Are you feeling down? You might want to call your sister. 

According to The New York Times, more and more studies show the positive effects of having a sister, and the benefits start before you’re even in middle school. Brigham Young University researchers studied nearly 400 families with more than one child, and at least one of them was a pre-teen. The kids filled out psychological questionnaires about everything from how they cope with stress, to their self-esteem.

The result? Having a sister protected kids from feeling lonely, unloved, and self-conscious. It didn’t matter if there was a large age gap or if the sister was older or younger, the results were the same across the board. It’s not just kids who benefit from sisterly love. A British study found that adults with sisters are more optimistic, ambitious, and better at coping with stress.
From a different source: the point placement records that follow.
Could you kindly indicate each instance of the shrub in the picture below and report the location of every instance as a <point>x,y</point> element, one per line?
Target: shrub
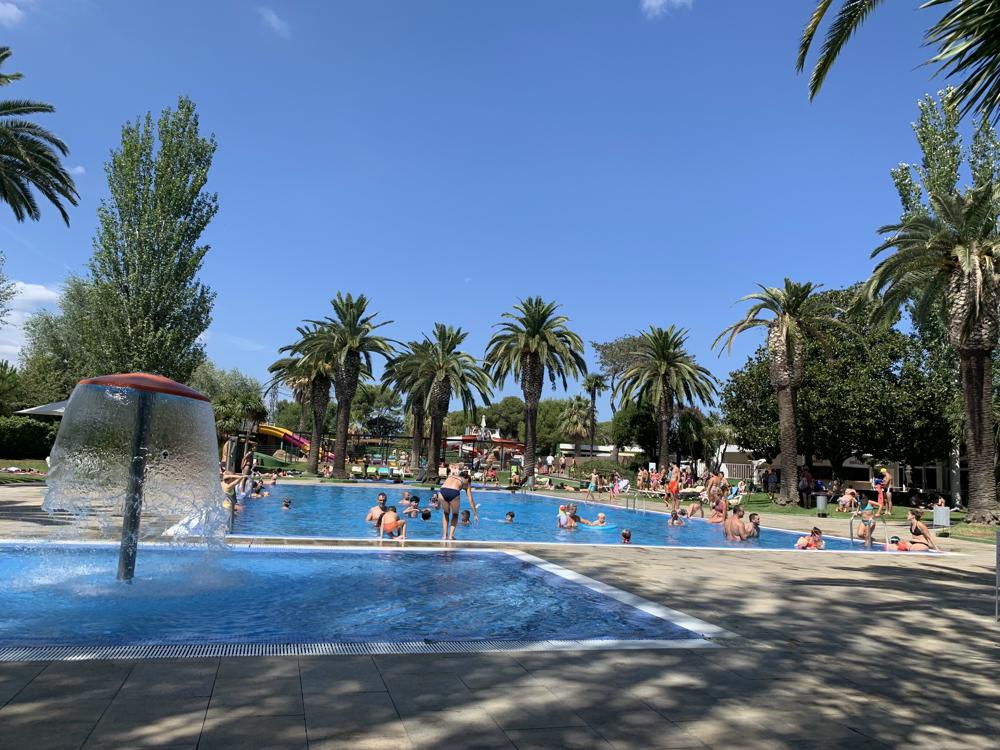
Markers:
<point>23,437</point>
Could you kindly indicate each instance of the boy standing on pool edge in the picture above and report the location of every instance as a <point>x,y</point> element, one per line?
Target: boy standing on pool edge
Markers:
<point>451,501</point>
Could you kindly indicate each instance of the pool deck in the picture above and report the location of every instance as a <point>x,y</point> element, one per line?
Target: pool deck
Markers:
<point>834,651</point>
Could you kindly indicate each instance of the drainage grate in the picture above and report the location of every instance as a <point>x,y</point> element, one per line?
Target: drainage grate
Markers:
<point>203,650</point>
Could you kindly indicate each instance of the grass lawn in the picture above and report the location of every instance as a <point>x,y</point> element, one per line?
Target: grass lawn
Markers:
<point>22,463</point>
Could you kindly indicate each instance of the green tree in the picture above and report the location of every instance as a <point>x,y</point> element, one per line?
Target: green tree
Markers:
<point>315,373</point>
<point>548,426</point>
<point>450,373</point>
<point>614,358</point>
<point>634,424</point>
<point>403,373</point>
<point>576,421</point>
<point>145,303</point>
<point>7,291</point>
<point>594,384</point>
<point>664,372</point>
<point>795,315</point>
<point>8,387</point>
<point>236,397</point>
<point>749,405</point>
<point>30,157</point>
<point>953,253</point>
<point>965,37</point>
<point>287,415</point>
<point>344,345</point>
<point>506,415</point>
<point>530,341</point>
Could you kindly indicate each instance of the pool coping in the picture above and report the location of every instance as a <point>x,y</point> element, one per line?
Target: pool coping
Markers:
<point>708,634</point>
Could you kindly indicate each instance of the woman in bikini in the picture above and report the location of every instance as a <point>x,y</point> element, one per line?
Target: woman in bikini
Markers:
<point>451,501</point>
<point>921,537</point>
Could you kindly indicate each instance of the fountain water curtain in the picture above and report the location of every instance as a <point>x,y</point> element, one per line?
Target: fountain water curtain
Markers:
<point>141,447</point>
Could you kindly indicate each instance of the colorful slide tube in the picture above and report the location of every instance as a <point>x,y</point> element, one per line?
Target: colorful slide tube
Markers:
<point>290,437</point>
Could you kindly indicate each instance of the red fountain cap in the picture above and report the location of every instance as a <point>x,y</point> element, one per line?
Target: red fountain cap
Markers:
<point>143,381</point>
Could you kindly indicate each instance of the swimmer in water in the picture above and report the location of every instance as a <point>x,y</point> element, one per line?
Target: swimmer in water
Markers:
<point>378,510</point>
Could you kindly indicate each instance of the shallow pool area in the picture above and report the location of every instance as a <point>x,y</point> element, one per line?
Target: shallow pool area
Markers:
<point>61,596</point>
<point>338,512</point>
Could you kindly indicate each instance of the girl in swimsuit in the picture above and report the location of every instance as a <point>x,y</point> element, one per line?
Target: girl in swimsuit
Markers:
<point>922,538</point>
<point>451,491</point>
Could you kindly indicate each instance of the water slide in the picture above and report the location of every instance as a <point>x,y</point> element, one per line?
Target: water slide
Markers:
<point>290,437</point>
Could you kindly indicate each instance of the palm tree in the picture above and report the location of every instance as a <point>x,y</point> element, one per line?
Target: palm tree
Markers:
<point>576,421</point>
<point>403,373</point>
<point>344,343</point>
<point>664,373</point>
<point>448,372</point>
<point>29,157</point>
<point>952,253</point>
<point>595,384</point>
<point>312,375</point>
<point>965,37</point>
<point>796,313</point>
<point>531,340</point>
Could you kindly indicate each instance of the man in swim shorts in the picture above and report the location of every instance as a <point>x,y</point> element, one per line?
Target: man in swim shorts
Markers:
<point>450,492</point>
<point>734,528</point>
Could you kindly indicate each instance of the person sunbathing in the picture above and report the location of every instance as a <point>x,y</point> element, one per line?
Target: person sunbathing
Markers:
<point>813,541</point>
<point>921,538</point>
<point>866,528</point>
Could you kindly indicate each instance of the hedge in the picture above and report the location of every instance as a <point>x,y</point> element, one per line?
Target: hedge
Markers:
<point>23,437</point>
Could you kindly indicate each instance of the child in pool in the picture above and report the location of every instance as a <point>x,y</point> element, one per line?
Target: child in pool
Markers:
<point>391,524</point>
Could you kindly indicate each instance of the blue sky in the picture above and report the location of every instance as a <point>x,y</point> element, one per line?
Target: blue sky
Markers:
<point>640,161</point>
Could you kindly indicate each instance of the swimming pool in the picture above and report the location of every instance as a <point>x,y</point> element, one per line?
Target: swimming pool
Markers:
<point>60,596</point>
<point>338,511</point>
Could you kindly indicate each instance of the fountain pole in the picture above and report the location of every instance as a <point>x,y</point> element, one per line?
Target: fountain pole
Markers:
<point>136,480</point>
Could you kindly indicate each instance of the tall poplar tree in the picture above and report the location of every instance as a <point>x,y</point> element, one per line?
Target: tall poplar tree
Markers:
<point>145,298</point>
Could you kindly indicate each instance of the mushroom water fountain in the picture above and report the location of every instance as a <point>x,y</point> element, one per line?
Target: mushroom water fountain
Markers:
<point>140,448</point>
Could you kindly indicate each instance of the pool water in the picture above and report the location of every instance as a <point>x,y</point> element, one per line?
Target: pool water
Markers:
<point>339,511</point>
<point>68,595</point>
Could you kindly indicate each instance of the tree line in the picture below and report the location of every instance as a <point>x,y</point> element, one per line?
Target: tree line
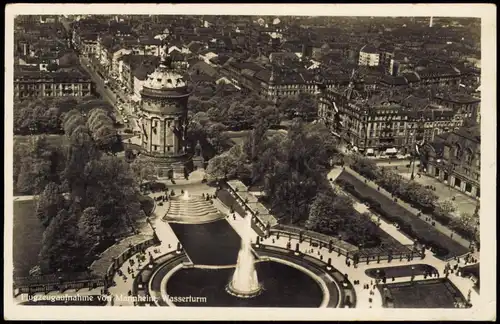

So, why are sisters mood-boosters? Lead researcher Dr. Laura Padilla-Walker says that most girls want to communicate about emotions and their personal lives, while boys tend to shut people out and internalize everything. When they do talk, it’s not about emotions. It’s about sports, history, or current events. If you have a rocky relationship with your sister, this doesn’t mean you have to start sharing your deepest, darkest secrets with her to feel better. You can talk about the weekend, your soccer team, or even what you’re making for dinner. That’s because psychologists say it’s not what you talk about, it’s simply the act of talking that creates and reinforces connections.

So, is your house an all-boy zone? Psychologists say open the lines of communication so your sons feel connected to you and don’t internalize everything. For example, don’t just ask your son about his day and let him give you a one-word answer. Ask him what his favorite part of the day was, if anything exciting happened at recess or how he likes the new school basketball team.